特に断る理由もないので昼食にすることを了承すると、アーネは眩しいくらいの笑顔を向け——


「アルトさん、あーん!」


箸で適当な具材を掴み、それを俺の口元へと運んだ。


「…」


「あーん!」


「ええっと、これは…」


「あーん!」


「あ、あーん…」


アーネの圧に押されて口を開くと、すぐにその具材が口の中へと押し込まれた。


「……美味い」


「当然です!私が丹精込めて作ったんですから!さあ、どんどん食べてください!」


あーんは1回で気が済んだのか、彼女はこちらへ箸を渡すとその重箱を広げた。腹の減っていた事もあり、俺はアーネから勧められるままにその弁当の具材を口に運んだ。
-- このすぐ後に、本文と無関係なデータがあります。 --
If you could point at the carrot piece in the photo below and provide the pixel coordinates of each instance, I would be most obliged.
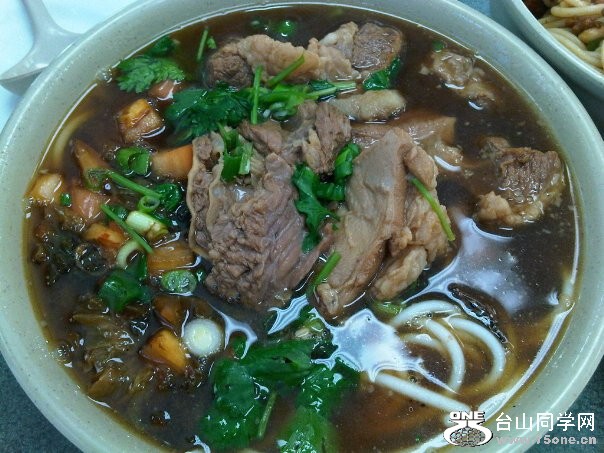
(86, 157)
(173, 255)
(173, 163)
(86, 204)
(46, 188)
(165, 348)
(105, 235)
(138, 119)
その口にした具材は全て美味しく、彼女はこれを準備していたんだなぁと思いながら何も疑わずにそれを食べ進めていった。



だが、考えても見て欲しい。

普段から料理をしている訳ではないので詳しいことは分からないが、弁当の準備だけで1週間も掛かるわけがないのだ。そして今思えば、アーネ自身は弁当の具材を取り分けるだけで、それらについては一度も手をつけていなかった。





———それからどれだけの時間が経ったのだろうか。


「ぅん......?......ッ!?、な、なんだこれッ!」


気がつくとそこは知らない部屋で、俺はベッドに仰向けで寝転がされていた。


更に両手両足にはそれぞれ一つずつ手錠が付けられており、それらの片側はベッドの柵に括り付けられている。


「あ、起きましたか?」


状況を飲み込めず混乱する俺の耳に、そんな上機嫌そうな声が届いた。


真横から聞こえたその声に恐る恐る目を向けると、そこには——


「おはようございます、アルトさん。良い夜ですね」


窓から射す月光に照らされ、妖艶に微笑むアーネの姿があった。